Department of Mathematics, Aston University, Birmingham B4 7ET, UK.
Department of Computer Science, University of Birmingham, Birmingham B15 2TT, UK.
Sensors (Basel). 2020 Jan 31;20(3):784. doi: 10.3390/s20030784.
The growth of urban areas in recent years has motivated a large amount of new sensor applications in smart cities. At the centre of many new applications stands the goal of gaining insights into human activity. Scalable monitoring of urban environments can facilitate better informed city planning, efficient security, regular transport and commerce. A large part of monitoring capabilities have already been deployed; however, most rely on expensive motion imagery and privacy invading video cameras. It is possible to use a low-cost sensor alternative, which enables deep understanding of population behaviour such as the Global Positioning System (GPS) data. However, the automated analysis of such low dimensional sensor data, requires new flexible and structured techniques that can describe the generative distribution and time dynamics of the observation data, while accounting for external contextual influences such as time of day or the difference between weekend/weekday trends. In this paper, we propose a novel time series analysis technique that allows for multiple different transition matrices depending on the data's contextual realisations all following shared adaptive observational models that govern the global distribution of the data given a latent sequence. The proposed approach, which we name Adaptive Input Hidden Markov model (AI-HMM) is tested on two datasets from different sensor types: GPS trajectories of taxis and derived vehicle counts in populated areas. We demonstrate that our model can group different categories of behavioural trends and identify time specific anomalies.
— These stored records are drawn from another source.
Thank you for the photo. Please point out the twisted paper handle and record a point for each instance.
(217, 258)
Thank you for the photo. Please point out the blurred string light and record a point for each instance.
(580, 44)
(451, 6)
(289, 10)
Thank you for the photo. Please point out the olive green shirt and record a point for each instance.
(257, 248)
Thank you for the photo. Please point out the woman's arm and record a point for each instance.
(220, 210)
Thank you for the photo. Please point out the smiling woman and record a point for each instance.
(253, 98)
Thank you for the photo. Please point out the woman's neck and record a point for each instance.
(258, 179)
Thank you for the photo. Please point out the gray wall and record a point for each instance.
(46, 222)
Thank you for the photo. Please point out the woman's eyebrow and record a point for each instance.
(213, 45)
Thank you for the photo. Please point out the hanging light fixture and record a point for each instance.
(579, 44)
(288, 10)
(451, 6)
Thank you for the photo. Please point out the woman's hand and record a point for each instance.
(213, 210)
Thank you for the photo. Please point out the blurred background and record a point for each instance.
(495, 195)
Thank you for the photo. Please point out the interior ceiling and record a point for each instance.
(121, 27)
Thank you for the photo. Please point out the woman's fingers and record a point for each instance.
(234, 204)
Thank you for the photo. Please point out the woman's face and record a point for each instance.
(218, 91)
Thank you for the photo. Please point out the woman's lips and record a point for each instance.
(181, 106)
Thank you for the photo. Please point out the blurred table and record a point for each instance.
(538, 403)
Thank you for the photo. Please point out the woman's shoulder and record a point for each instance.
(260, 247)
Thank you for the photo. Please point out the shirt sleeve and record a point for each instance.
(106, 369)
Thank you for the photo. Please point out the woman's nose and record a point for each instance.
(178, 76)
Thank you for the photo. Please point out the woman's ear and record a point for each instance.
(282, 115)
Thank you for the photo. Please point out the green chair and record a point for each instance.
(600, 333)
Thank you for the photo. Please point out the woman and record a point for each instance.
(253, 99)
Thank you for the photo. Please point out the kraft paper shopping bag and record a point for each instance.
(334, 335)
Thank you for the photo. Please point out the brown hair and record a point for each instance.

近年来,城市地区的发展促使智能城市中出现了大量新的传感器应用。许多新应用的核心目标是深入了解人类活动。对城市环境进行可扩展的监控可以促进更明智的城市规划、高效的安全保障、常规的交通和商业活动。很大一部分监控功能已经部署到位;然而,大多数功能依赖于昂贵的运动图像和侵犯隐私的视频摄像机。使用低成本传感器替代方案是可行的,这可以深入了解人口行为,例如全球定位系统 (GPS) 数据。然而,这种低维传感器数据的自动化分析需要新的灵活和结构化技术,这些技术可以描述观察数据的生成分布和时间动态,同时考虑到外部上下文影响,例如一天中的时间或周末/工作日趋势之间的差异。在本文中,我们提出了一种新颖的时间序列分析技术,该技术允许根据数据的上下文实现情况,根据全局分布数据的共享自适应观测模型,为不同的过渡矩阵建模。我们提出的方法,即自适应输入隐马尔可夫模型 (AI-HMM),在来自不同传感器类型的两个数据集上进行了测试:出租车的 GPS 轨迹和人口稠密地区的车辆计数。我们证明了我们的模型可以对不同类别的行为趋势进行分组,并识别特定时间的异常。